呼んであったのか、タクシーがエントランス前で待機していて、滑るように乗り込む。行き先を告げなくても発車した車に揺られながら、真新しい包帯の慣れない感触を楽しむ。
「新羅に解剖されたら、何されるか判らないよ?」
「うーん……、良いって言ったら、臨也を治してくれるって言うから……、って、あれ、お前もう平気なのか?」
「まあね。風邪は半日で治さないと」
「それ無茶苦茶だ」
「無茶苦茶なのはシズちゃんのメールだよ。なにこれ」
そう言って今朝俺が四苦八苦した送信画面を見せてくる。黒歴史になりそうなそれに俺は思わずかっと顔が赤くなる。まるで幼稚園児みたいな文章だ。
「苦しそう助けて顔赤い……これだけでよく新羅来てくれたね。あいつの理解力をちょっと舐めてたよ」
「濁点のつけ方が判らなかったんだよ! くそ、なんでそんなもん簡単に操作出来んだよ……」
「っぶ……濁点のつけ方、って、……ちょ、ツボったよ……」
腹を抱えて低い声を漏らし始めた。笑いたきゃ笑えと放置を決めこみ、踏ん反り返って腕を組んだ。セルティのバイクに乗せられていた時とは、同じ風景でも見え方が全然違った。けばけばしいネオンも眠らない騒音も、すっかり降り止んだ雨さえも俺を苛つかせない。バイクと違い安定感のあるタクシーに揺さぶられながら揺り籠のように眠気を誘われ、寝てしまおうかと眼を瞑る。
「シズちゃん」
やっと笑いが収まったのか、やや震えた臨也の声。釣られて素直に振り返ると、そっと肩を抱かれた。傷を負って血を流す12歳の心には大きすぎるくらいで、一番密着出来る体勢を探して居住まいを正す。「寝ても良いよ」と囁かれ、それが子守唄になった俺は海水が引くように意識を手放す。今度は自分の意思で。

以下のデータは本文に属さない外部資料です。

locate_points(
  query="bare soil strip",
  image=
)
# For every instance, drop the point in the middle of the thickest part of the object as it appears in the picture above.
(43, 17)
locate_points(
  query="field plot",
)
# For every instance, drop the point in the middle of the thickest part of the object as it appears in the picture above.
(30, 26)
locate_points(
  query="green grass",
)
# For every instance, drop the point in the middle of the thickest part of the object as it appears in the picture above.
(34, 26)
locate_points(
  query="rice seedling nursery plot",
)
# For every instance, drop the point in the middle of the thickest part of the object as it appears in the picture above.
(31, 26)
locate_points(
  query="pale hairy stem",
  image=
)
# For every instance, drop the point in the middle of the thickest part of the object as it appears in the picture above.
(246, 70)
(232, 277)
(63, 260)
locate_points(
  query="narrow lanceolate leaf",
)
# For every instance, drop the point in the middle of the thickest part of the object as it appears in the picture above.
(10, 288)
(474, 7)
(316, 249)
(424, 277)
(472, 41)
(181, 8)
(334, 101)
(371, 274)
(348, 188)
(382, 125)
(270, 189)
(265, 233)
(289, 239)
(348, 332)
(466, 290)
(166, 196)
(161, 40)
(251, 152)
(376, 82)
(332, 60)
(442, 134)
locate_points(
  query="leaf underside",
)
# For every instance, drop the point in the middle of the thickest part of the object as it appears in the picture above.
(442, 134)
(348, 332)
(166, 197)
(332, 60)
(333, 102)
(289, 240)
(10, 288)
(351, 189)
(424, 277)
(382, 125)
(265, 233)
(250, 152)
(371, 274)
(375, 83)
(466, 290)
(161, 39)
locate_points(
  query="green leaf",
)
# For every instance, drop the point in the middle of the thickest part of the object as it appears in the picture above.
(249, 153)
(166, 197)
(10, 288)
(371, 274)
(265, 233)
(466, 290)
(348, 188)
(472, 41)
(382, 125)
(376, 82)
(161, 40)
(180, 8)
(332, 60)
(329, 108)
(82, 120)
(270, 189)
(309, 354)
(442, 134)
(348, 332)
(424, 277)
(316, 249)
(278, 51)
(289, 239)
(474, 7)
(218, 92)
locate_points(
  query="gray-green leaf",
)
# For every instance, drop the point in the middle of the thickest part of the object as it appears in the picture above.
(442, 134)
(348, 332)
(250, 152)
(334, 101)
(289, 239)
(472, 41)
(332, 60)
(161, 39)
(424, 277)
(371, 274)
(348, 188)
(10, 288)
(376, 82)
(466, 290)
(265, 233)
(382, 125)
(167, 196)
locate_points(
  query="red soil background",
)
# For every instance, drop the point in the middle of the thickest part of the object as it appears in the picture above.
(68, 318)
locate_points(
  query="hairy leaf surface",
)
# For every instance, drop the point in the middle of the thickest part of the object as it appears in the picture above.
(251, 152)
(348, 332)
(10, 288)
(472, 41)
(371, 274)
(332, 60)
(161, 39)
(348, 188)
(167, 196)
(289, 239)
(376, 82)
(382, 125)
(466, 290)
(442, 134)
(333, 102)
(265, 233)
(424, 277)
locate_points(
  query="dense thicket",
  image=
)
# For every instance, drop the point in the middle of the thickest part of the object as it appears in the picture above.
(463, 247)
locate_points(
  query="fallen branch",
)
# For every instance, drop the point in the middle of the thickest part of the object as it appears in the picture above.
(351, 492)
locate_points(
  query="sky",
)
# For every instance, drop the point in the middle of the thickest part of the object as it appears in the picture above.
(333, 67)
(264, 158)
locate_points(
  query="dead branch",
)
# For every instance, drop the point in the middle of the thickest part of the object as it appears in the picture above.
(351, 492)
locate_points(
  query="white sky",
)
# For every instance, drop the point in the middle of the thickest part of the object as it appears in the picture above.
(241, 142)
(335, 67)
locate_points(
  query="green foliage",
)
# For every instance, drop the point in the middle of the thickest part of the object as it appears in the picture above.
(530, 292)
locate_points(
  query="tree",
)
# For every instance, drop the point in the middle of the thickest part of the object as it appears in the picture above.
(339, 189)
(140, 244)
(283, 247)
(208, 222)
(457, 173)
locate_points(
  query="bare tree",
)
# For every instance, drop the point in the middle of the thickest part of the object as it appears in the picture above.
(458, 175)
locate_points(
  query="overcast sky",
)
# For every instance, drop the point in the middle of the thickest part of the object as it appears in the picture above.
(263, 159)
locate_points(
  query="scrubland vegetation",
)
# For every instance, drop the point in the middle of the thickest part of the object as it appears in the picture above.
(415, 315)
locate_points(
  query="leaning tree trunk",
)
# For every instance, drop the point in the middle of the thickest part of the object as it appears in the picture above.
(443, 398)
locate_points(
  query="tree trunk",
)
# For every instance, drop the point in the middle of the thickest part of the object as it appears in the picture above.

眠りに落ちる直前に包帯でぐるぐる巻きになった左手で臨也の右手を探しやんわりと重ねる。握り返してくれた事が途轍もなく嬉しくて、子供の口元には自然な笑みが浮かんでいた。眠る俺に囀られた臨也の唄。
愛してるよシズちゃん
ああ、これは絶対に、夢で言われた言葉じゃない。そうだろう? 俺も、左手に僅かに残る金属の感触すらもひっくるめて、お前へこの感情を捧ぐから。